The deal provides for another company to bid at a higher price and GlaxoSmithKline to match such an offer.
ID Biomedical has been valued at 1.7 billion Canadian dollars and GlaxoSmithKline will assume its $77 million debt. Immediately, it will loan an amount of $120 million to ID Biomedical to repay term debt and finance its cash needs. The deal is expected to close end-2005 or early 2006.
There is lot of interest among global pharma firms in the vaccine business, which has so far been regarded a low-growth, low-price business. Newer technologies, threat of a pandemic and a shakeout in the industry has brought it to centre stage. GlaxoSmithKline itself is a leading vaccine suppler and it is of the view that the total vaccine market could quadruple in size by 2015 to between 17 billion and 24 billion pounds, from the current 5.2 billion pounds.
Last week, Novartis has bid to buy out U.S. vaccine maker Chiron offering $4.5 billion for shares of the drug maker it does not already own. Chiron had been one of the largest influenza vaccine suppliers but the contamination of some of its production sites in Europe prompted the U.S. Food and Drug Administration to halt its vaccine production last year.

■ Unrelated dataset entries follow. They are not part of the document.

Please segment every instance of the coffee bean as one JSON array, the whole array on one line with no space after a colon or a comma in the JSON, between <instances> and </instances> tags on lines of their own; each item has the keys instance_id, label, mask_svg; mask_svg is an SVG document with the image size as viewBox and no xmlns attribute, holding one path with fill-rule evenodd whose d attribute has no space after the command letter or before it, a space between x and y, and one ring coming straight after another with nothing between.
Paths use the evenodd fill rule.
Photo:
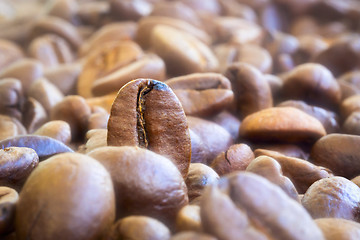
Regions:
<instances>
[{"instance_id":1,"label":"coffee bean","mask_svg":"<svg viewBox=\"0 0 360 240\"><path fill-rule=\"evenodd\" d=\"M212 116L233 102L230 81L221 74L194 73L171 78L166 84L173 89L187 116Z\"/></svg>"},{"instance_id":2,"label":"coffee bean","mask_svg":"<svg viewBox=\"0 0 360 240\"><path fill-rule=\"evenodd\" d=\"M191 143L186 117L162 82L137 79L121 88L111 108L107 143L148 148L169 157L187 175Z\"/></svg>"},{"instance_id":3,"label":"coffee bean","mask_svg":"<svg viewBox=\"0 0 360 240\"><path fill-rule=\"evenodd\" d=\"M26 181L16 208L16 236L99 239L114 217L114 190L105 168L85 155L58 154L39 164Z\"/></svg>"},{"instance_id":4,"label":"coffee bean","mask_svg":"<svg viewBox=\"0 0 360 240\"><path fill-rule=\"evenodd\" d=\"M324 239L299 203L253 173L231 174L209 186L200 213L205 232L219 239Z\"/></svg>"}]
</instances>

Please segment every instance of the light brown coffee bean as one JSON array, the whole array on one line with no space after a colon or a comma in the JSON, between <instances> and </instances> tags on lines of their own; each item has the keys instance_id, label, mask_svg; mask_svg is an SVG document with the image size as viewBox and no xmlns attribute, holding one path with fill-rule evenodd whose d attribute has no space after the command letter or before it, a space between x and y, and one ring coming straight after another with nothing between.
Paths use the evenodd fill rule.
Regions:
<instances>
[{"instance_id":1,"label":"light brown coffee bean","mask_svg":"<svg viewBox=\"0 0 360 240\"><path fill-rule=\"evenodd\" d=\"M26 181L16 208L16 236L99 239L114 218L115 195L106 169L86 155L58 154L39 164Z\"/></svg>"},{"instance_id":2,"label":"light brown coffee bean","mask_svg":"<svg viewBox=\"0 0 360 240\"><path fill-rule=\"evenodd\" d=\"M169 74L212 72L218 68L218 61L212 51L184 31L159 25L151 32L150 38L151 48L164 59Z\"/></svg>"},{"instance_id":3,"label":"light brown coffee bean","mask_svg":"<svg viewBox=\"0 0 360 240\"><path fill-rule=\"evenodd\" d=\"M174 226L176 214L188 203L188 196L179 170L169 159L130 146L102 147L88 155L101 162L112 176L118 218L145 215Z\"/></svg>"},{"instance_id":4,"label":"light brown coffee bean","mask_svg":"<svg viewBox=\"0 0 360 240\"><path fill-rule=\"evenodd\" d=\"M29 46L29 55L39 60L45 67L56 67L74 60L72 50L61 37L52 34L35 38Z\"/></svg>"},{"instance_id":5,"label":"light brown coffee bean","mask_svg":"<svg viewBox=\"0 0 360 240\"><path fill-rule=\"evenodd\" d=\"M230 81L221 74L193 73L165 83L173 89L187 116L212 116L233 103Z\"/></svg>"},{"instance_id":6,"label":"light brown coffee bean","mask_svg":"<svg viewBox=\"0 0 360 240\"><path fill-rule=\"evenodd\" d=\"M154 218L129 216L115 222L104 240L169 240L170 235L169 229Z\"/></svg>"},{"instance_id":7,"label":"light brown coffee bean","mask_svg":"<svg viewBox=\"0 0 360 240\"><path fill-rule=\"evenodd\" d=\"M162 82L137 79L121 88L111 108L107 143L147 148L170 158L187 175L188 124L176 95Z\"/></svg>"},{"instance_id":8,"label":"light brown coffee bean","mask_svg":"<svg viewBox=\"0 0 360 240\"><path fill-rule=\"evenodd\" d=\"M0 184L21 189L30 173L37 167L39 157L31 148L0 149Z\"/></svg>"},{"instance_id":9,"label":"light brown coffee bean","mask_svg":"<svg viewBox=\"0 0 360 240\"><path fill-rule=\"evenodd\" d=\"M253 173L230 174L209 186L200 214L205 232L219 239L324 239L299 203Z\"/></svg>"},{"instance_id":10,"label":"light brown coffee bean","mask_svg":"<svg viewBox=\"0 0 360 240\"><path fill-rule=\"evenodd\" d=\"M8 187L0 187L0 236L14 230L15 208L18 202L18 193Z\"/></svg>"},{"instance_id":11,"label":"light brown coffee bean","mask_svg":"<svg viewBox=\"0 0 360 240\"><path fill-rule=\"evenodd\" d=\"M240 126L240 136L252 141L314 142L325 135L319 120L293 107L258 111Z\"/></svg>"},{"instance_id":12,"label":"light brown coffee bean","mask_svg":"<svg viewBox=\"0 0 360 240\"><path fill-rule=\"evenodd\" d=\"M61 120L49 121L38 128L33 134L51 137L64 144L69 144L71 141L70 125Z\"/></svg>"},{"instance_id":13,"label":"light brown coffee bean","mask_svg":"<svg viewBox=\"0 0 360 240\"><path fill-rule=\"evenodd\" d=\"M220 153L210 166L223 176L234 171L244 171L254 158L254 153L248 145L235 144Z\"/></svg>"},{"instance_id":14,"label":"light brown coffee bean","mask_svg":"<svg viewBox=\"0 0 360 240\"><path fill-rule=\"evenodd\" d=\"M273 106L271 90L262 73L246 63L234 63L226 70L240 118Z\"/></svg>"},{"instance_id":15,"label":"light brown coffee bean","mask_svg":"<svg viewBox=\"0 0 360 240\"><path fill-rule=\"evenodd\" d=\"M324 178L306 191L301 202L313 218L359 221L360 189L343 177Z\"/></svg>"}]
</instances>

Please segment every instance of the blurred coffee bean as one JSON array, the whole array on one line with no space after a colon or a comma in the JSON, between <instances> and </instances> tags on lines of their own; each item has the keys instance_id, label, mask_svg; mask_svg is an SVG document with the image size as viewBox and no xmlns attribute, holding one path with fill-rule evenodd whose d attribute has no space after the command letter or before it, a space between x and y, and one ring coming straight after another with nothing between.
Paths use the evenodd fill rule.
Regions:
<instances>
[{"instance_id":1,"label":"blurred coffee bean","mask_svg":"<svg viewBox=\"0 0 360 240\"><path fill-rule=\"evenodd\" d=\"M14 117L21 121L24 92L21 82L14 78L0 80L0 114Z\"/></svg>"},{"instance_id":2,"label":"blurred coffee bean","mask_svg":"<svg viewBox=\"0 0 360 240\"><path fill-rule=\"evenodd\" d=\"M111 108L107 143L147 148L170 158L183 177L188 173L191 142L185 113L162 82L137 79L121 88Z\"/></svg>"},{"instance_id":3,"label":"blurred coffee bean","mask_svg":"<svg viewBox=\"0 0 360 240\"><path fill-rule=\"evenodd\" d=\"M15 208L18 202L18 193L8 187L0 187L0 236L14 230Z\"/></svg>"},{"instance_id":4,"label":"blurred coffee bean","mask_svg":"<svg viewBox=\"0 0 360 240\"><path fill-rule=\"evenodd\" d=\"M210 167L220 176L223 176L234 171L245 171L254 158L254 153L248 145L243 143L235 144L230 146L225 152L220 153L211 162Z\"/></svg>"},{"instance_id":5,"label":"blurred coffee bean","mask_svg":"<svg viewBox=\"0 0 360 240\"><path fill-rule=\"evenodd\" d=\"M43 69L43 65L37 60L22 59L0 70L0 79L18 79L22 84L25 94L27 94L31 84L43 75Z\"/></svg>"},{"instance_id":6,"label":"blurred coffee bean","mask_svg":"<svg viewBox=\"0 0 360 240\"><path fill-rule=\"evenodd\" d=\"M23 52L16 43L0 39L0 69L11 65L23 57Z\"/></svg>"},{"instance_id":7,"label":"blurred coffee bean","mask_svg":"<svg viewBox=\"0 0 360 240\"><path fill-rule=\"evenodd\" d=\"M90 114L91 110L85 99L73 95L66 96L51 109L50 119L67 122L71 128L71 137L76 141L83 139Z\"/></svg>"},{"instance_id":8,"label":"blurred coffee bean","mask_svg":"<svg viewBox=\"0 0 360 240\"><path fill-rule=\"evenodd\" d=\"M176 214L188 203L188 196L179 170L169 159L130 146L102 147L88 155L110 172L117 218L145 215L174 226Z\"/></svg>"},{"instance_id":9,"label":"blurred coffee bean","mask_svg":"<svg viewBox=\"0 0 360 240\"><path fill-rule=\"evenodd\" d=\"M150 38L151 48L164 60L169 74L212 72L218 68L210 48L185 31L159 25L153 29Z\"/></svg>"},{"instance_id":10,"label":"blurred coffee bean","mask_svg":"<svg viewBox=\"0 0 360 240\"><path fill-rule=\"evenodd\" d=\"M329 134L320 138L312 147L310 158L318 165L329 168L335 175L353 178L360 175L360 136Z\"/></svg>"},{"instance_id":11,"label":"blurred coffee bean","mask_svg":"<svg viewBox=\"0 0 360 240\"><path fill-rule=\"evenodd\" d=\"M187 116L213 116L228 108L234 94L221 74L193 73L165 82L178 97Z\"/></svg>"},{"instance_id":12,"label":"blurred coffee bean","mask_svg":"<svg viewBox=\"0 0 360 240\"><path fill-rule=\"evenodd\" d=\"M35 38L29 46L29 55L39 60L45 67L71 63L74 60L72 50L61 37L52 34Z\"/></svg>"},{"instance_id":13,"label":"blurred coffee bean","mask_svg":"<svg viewBox=\"0 0 360 240\"><path fill-rule=\"evenodd\" d=\"M104 240L169 240L169 229L151 217L129 216L116 221Z\"/></svg>"},{"instance_id":14,"label":"blurred coffee bean","mask_svg":"<svg viewBox=\"0 0 360 240\"><path fill-rule=\"evenodd\" d=\"M34 149L40 160L58 153L73 152L62 142L46 136L22 135L0 141L0 148L26 147Z\"/></svg>"},{"instance_id":15,"label":"blurred coffee bean","mask_svg":"<svg viewBox=\"0 0 360 240\"><path fill-rule=\"evenodd\" d=\"M189 201L202 195L203 189L219 180L219 175L202 163L191 163L185 183L188 189Z\"/></svg>"},{"instance_id":16,"label":"blurred coffee bean","mask_svg":"<svg viewBox=\"0 0 360 240\"><path fill-rule=\"evenodd\" d=\"M343 177L331 177L315 182L301 202L316 218L344 218L359 221L360 189Z\"/></svg>"},{"instance_id":17,"label":"blurred coffee bean","mask_svg":"<svg viewBox=\"0 0 360 240\"><path fill-rule=\"evenodd\" d=\"M40 163L26 181L16 207L16 236L100 239L114 218L115 195L106 169L86 155L58 154Z\"/></svg>"},{"instance_id":18,"label":"blurred coffee bean","mask_svg":"<svg viewBox=\"0 0 360 240\"><path fill-rule=\"evenodd\" d=\"M0 149L1 186L20 190L38 163L39 157L31 148L9 147Z\"/></svg>"},{"instance_id":19,"label":"blurred coffee bean","mask_svg":"<svg viewBox=\"0 0 360 240\"><path fill-rule=\"evenodd\" d=\"M255 67L234 63L227 68L225 76L231 81L240 118L273 106L270 86Z\"/></svg>"},{"instance_id":20,"label":"blurred coffee bean","mask_svg":"<svg viewBox=\"0 0 360 240\"><path fill-rule=\"evenodd\" d=\"M26 134L25 127L16 118L0 115L0 141Z\"/></svg>"},{"instance_id":21,"label":"blurred coffee bean","mask_svg":"<svg viewBox=\"0 0 360 240\"><path fill-rule=\"evenodd\" d=\"M69 144L71 141L70 125L61 120L49 121L38 128L33 134L51 137L64 144Z\"/></svg>"},{"instance_id":22,"label":"blurred coffee bean","mask_svg":"<svg viewBox=\"0 0 360 240\"><path fill-rule=\"evenodd\" d=\"M296 100L289 100L282 102L278 104L277 107L294 107L306 112L307 114L318 119L322 123L328 134L339 132L340 130L338 123L339 117L335 112L326 110L321 107L306 104L304 101L296 101Z\"/></svg>"},{"instance_id":23,"label":"blurred coffee bean","mask_svg":"<svg viewBox=\"0 0 360 240\"><path fill-rule=\"evenodd\" d=\"M324 167L316 166L300 158L288 157L281 153L256 149L256 157L268 156L275 159L280 165L284 176L288 177L295 185L296 190L303 194L317 180L332 176L332 172Z\"/></svg>"},{"instance_id":24,"label":"blurred coffee bean","mask_svg":"<svg viewBox=\"0 0 360 240\"><path fill-rule=\"evenodd\" d=\"M324 239L299 203L253 173L230 174L209 186L200 213L205 232L219 239Z\"/></svg>"}]
</instances>

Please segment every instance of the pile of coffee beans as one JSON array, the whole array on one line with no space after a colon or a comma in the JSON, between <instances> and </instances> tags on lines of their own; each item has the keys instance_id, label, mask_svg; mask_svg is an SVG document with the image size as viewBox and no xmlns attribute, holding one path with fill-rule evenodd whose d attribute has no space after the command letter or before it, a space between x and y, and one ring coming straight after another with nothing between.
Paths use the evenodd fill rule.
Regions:
<instances>
[{"instance_id":1,"label":"pile of coffee beans","mask_svg":"<svg viewBox=\"0 0 360 240\"><path fill-rule=\"evenodd\" d=\"M0 0L0 239L360 239L360 1Z\"/></svg>"}]
</instances>

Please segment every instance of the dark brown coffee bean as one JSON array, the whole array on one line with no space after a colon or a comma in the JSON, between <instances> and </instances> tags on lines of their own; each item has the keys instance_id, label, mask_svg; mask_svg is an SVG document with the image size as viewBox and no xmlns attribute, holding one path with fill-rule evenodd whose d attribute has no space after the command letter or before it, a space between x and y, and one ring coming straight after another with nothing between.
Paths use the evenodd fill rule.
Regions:
<instances>
[{"instance_id":1,"label":"dark brown coffee bean","mask_svg":"<svg viewBox=\"0 0 360 240\"><path fill-rule=\"evenodd\" d=\"M219 175L202 163L191 163L186 177L189 201L202 195L203 189L219 180Z\"/></svg>"},{"instance_id":2,"label":"dark brown coffee bean","mask_svg":"<svg viewBox=\"0 0 360 240\"><path fill-rule=\"evenodd\" d=\"M360 238L360 223L341 218L318 218L315 222L326 240Z\"/></svg>"},{"instance_id":3,"label":"dark brown coffee bean","mask_svg":"<svg viewBox=\"0 0 360 240\"><path fill-rule=\"evenodd\" d=\"M73 152L73 150L60 141L50 137L35 135L22 135L0 141L1 149L9 147L32 148L35 150L40 160L46 159L58 153Z\"/></svg>"},{"instance_id":4,"label":"dark brown coffee bean","mask_svg":"<svg viewBox=\"0 0 360 240\"><path fill-rule=\"evenodd\" d=\"M266 178L284 190L290 198L298 201L298 193L294 184L283 175L281 165L275 159L268 156L257 157L250 162L246 171Z\"/></svg>"},{"instance_id":5,"label":"dark brown coffee bean","mask_svg":"<svg viewBox=\"0 0 360 240\"><path fill-rule=\"evenodd\" d=\"M65 39L73 49L78 49L83 39L75 26L58 17L43 17L39 19L33 29L32 37L38 37L43 34L55 34Z\"/></svg>"},{"instance_id":6,"label":"dark brown coffee bean","mask_svg":"<svg viewBox=\"0 0 360 240\"><path fill-rule=\"evenodd\" d=\"M64 153L39 164L26 181L15 230L20 240L101 239L114 218L115 195L106 169L86 155Z\"/></svg>"},{"instance_id":7,"label":"dark brown coffee bean","mask_svg":"<svg viewBox=\"0 0 360 240\"><path fill-rule=\"evenodd\" d=\"M191 137L191 162L209 165L234 142L220 125L197 117L187 117Z\"/></svg>"},{"instance_id":8,"label":"dark brown coffee bean","mask_svg":"<svg viewBox=\"0 0 360 240\"><path fill-rule=\"evenodd\" d=\"M272 107L272 95L262 73L246 63L234 63L225 76L231 81L236 110L241 118Z\"/></svg>"},{"instance_id":9,"label":"dark brown coffee bean","mask_svg":"<svg viewBox=\"0 0 360 240\"><path fill-rule=\"evenodd\" d=\"M162 82L137 79L121 88L111 108L107 143L147 148L170 158L187 175L191 143L185 113Z\"/></svg>"},{"instance_id":10,"label":"dark brown coffee bean","mask_svg":"<svg viewBox=\"0 0 360 240\"><path fill-rule=\"evenodd\" d=\"M165 80L165 63L155 54L144 57L124 66L117 71L97 79L91 89L95 96L114 93L126 83L137 78Z\"/></svg>"},{"instance_id":11,"label":"dark brown coffee bean","mask_svg":"<svg viewBox=\"0 0 360 240\"><path fill-rule=\"evenodd\" d=\"M15 43L5 39L0 39L0 69L4 69L15 61L21 59L23 55L24 54L21 48Z\"/></svg>"},{"instance_id":12,"label":"dark brown coffee bean","mask_svg":"<svg viewBox=\"0 0 360 240\"><path fill-rule=\"evenodd\" d=\"M240 136L252 141L314 142L325 135L319 120L293 107L258 111L247 116L240 126Z\"/></svg>"},{"instance_id":13,"label":"dark brown coffee bean","mask_svg":"<svg viewBox=\"0 0 360 240\"><path fill-rule=\"evenodd\" d=\"M82 139L87 130L91 110L80 96L67 96L57 103L50 112L51 120L63 120L70 125L73 140Z\"/></svg>"},{"instance_id":14,"label":"dark brown coffee bean","mask_svg":"<svg viewBox=\"0 0 360 240\"><path fill-rule=\"evenodd\" d=\"M24 92L19 80L5 78L0 80L0 114L22 119Z\"/></svg>"},{"instance_id":15,"label":"dark brown coffee bean","mask_svg":"<svg viewBox=\"0 0 360 240\"><path fill-rule=\"evenodd\" d=\"M29 46L29 55L38 59L45 67L55 67L62 63L71 63L73 53L68 43L52 34L35 38Z\"/></svg>"},{"instance_id":16,"label":"dark brown coffee bean","mask_svg":"<svg viewBox=\"0 0 360 240\"><path fill-rule=\"evenodd\" d=\"M21 189L38 163L39 157L31 148L0 149L0 185Z\"/></svg>"},{"instance_id":17,"label":"dark brown coffee bean","mask_svg":"<svg viewBox=\"0 0 360 240\"><path fill-rule=\"evenodd\" d=\"M104 240L169 240L170 235L169 229L154 218L130 216L115 222Z\"/></svg>"},{"instance_id":18,"label":"dark brown coffee bean","mask_svg":"<svg viewBox=\"0 0 360 240\"><path fill-rule=\"evenodd\" d=\"M320 64L297 66L284 80L283 94L289 99L301 99L309 104L337 109L341 90L331 72Z\"/></svg>"},{"instance_id":19,"label":"dark brown coffee bean","mask_svg":"<svg viewBox=\"0 0 360 240\"><path fill-rule=\"evenodd\" d=\"M234 94L230 81L217 73L193 73L166 81L188 116L212 116L228 108Z\"/></svg>"},{"instance_id":20,"label":"dark brown coffee bean","mask_svg":"<svg viewBox=\"0 0 360 240\"><path fill-rule=\"evenodd\" d=\"M360 136L329 134L314 144L310 157L315 164L350 179L360 175L359 146Z\"/></svg>"},{"instance_id":21,"label":"dark brown coffee bean","mask_svg":"<svg viewBox=\"0 0 360 240\"><path fill-rule=\"evenodd\" d=\"M88 155L101 162L112 176L118 218L145 215L174 226L176 214L188 203L188 196L179 170L169 159L130 146L98 148Z\"/></svg>"},{"instance_id":22,"label":"dark brown coffee bean","mask_svg":"<svg viewBox=\"0 0 360 240\"><path fill-rule=\"evenodd\" d=\"M219 239L324 239L299 203L253 173L230 174L209 186L200 213L205 232Z\"/></svg>"},{"instance_id":23,"label":"dark brown coffee bean","mask_svg":"<svg viewBox=\"0 0 360 240\"><path fill-rule=\"evenodd\" d=\"M306 104L304 101L296 100L282 102L278 104L277 107L294 107L306 112L307 114L318 119L322 123L328 134L339 132L340 130L338 116L335 112L326 110L321 107Z\"/></svg>"},{"instance_id":24,"label":"dark brown coffee bean","mask_svg":"<svg viewBox=\"0 0 360 240\"><path fill-rule=\"evenodd\" d=\"M169 74L213 72L218 68L218 60L212 51L185 31L159 25L151 32L150 38L152 49L164 59Z\"/></svg>"},{"instance_id":25,"label":"dark brown coffee bean","mask_svg":"<svg viewBox=\"0 0 360 240\"><path fill-rule=\"evenodd\" d=\"M0 236L14 230L15 208L18 202L18 193L8 187L0 187Z\"/></svg>"},{"instance_id":26,"label":"dark brown coffee bean","mask_svg":"<svg viewBox=\"0 0 360 240\"><path fill-rule=\"evenodd\" d=\"M269 156L279 162L284 176L292 181L300 194L305 193L319 179L332 176L332 172L329 169L316 166L300 158L288 157L281 153L264 149L256 149L254 154L256 157Z\"/></svg>"},{"instance_id":27,"label":"dark brown coffee bean","mask_svg":"<svg viewBox=\"0 0 360 240\"><path fill-rule=\"evenodd\" d=\"M211 167L220 175L245 171L255 156L251 148L246 144L235 144L228 150L220 153L211 163Z\"/></svg>"},{"instance_id":28,"label":"dark brown coffee bean","mask_svg":"<svg viewBox=\"0 0 360 240\"><path fill-rule=\"evenodd\" d=\"M302 205L316 218L344 218L359 221L360 189L343 177L315 182L306 191Z\"/></svg>"}]
</instances>

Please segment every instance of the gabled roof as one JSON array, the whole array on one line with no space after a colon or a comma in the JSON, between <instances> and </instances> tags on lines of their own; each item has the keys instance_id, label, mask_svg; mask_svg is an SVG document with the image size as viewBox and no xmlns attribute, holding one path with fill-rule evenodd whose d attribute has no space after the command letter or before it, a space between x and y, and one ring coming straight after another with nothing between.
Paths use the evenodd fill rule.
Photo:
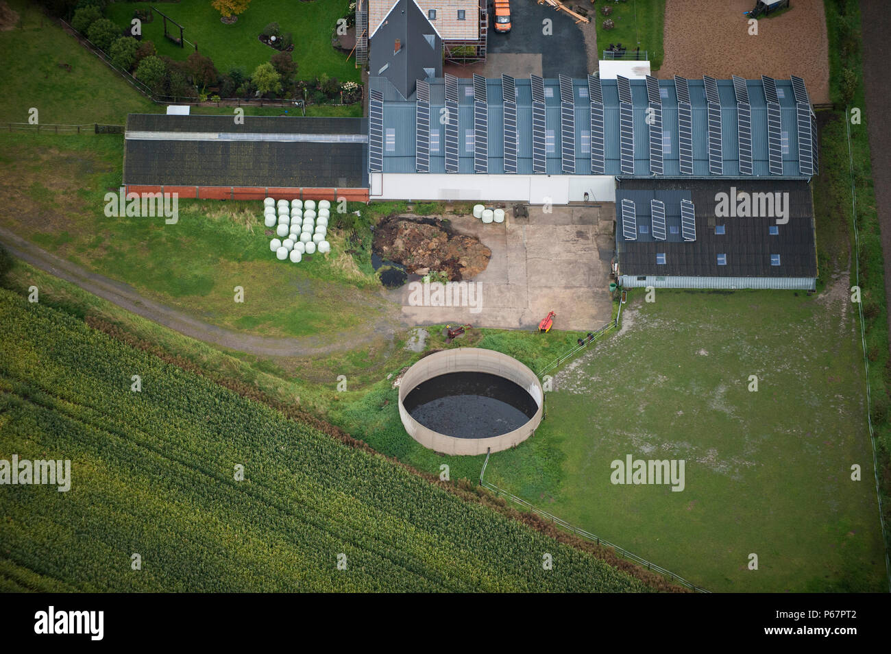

GlaxoSmithKline's chief executive Jean-Pierre Garnier said the proposed acquisition is a unique strategic opportunity to increase current capacity of classic flu vaccines, to provide the company with increased capacity for next generation flu vaccines under development and to help it prepare for the threat of a flu pandemic. The company also hoped to have a greater presence in the United States vaccine market. It sells its flu vaccine in dozens of countries and had won U.S. FDA approval last week. However, it will sell only eight million doses in this country this year because of capacity constraints.
GlaxoSmithKline is planning to double its annual flu shot production to 80 million doses by 2008 and had bought a Wyeth vaccine factory and research site in the U.S. The market for flu treatments may more than double to $3.7 billion annually by 2010.
ID Biomedical had its fluviral vaccine treated with fast track status by the FDA and is now eligible for priority review.
Analysts conversant with the situation feel GlaxoSmithKline may have to face stringent regulatory questioning.
In the U.S. there was a shortage of flu shots when Chiron's Liverpool, England factory was shut down. Chiron was one of the two major suppliers.
The World Health Organization says flu virus infects 10 per cent to 20 per cent of the worldwide population during seasonal epidemics, causing 3 million to 5 million severe cases and resulting in 250,000 to 500,000 deaths each year.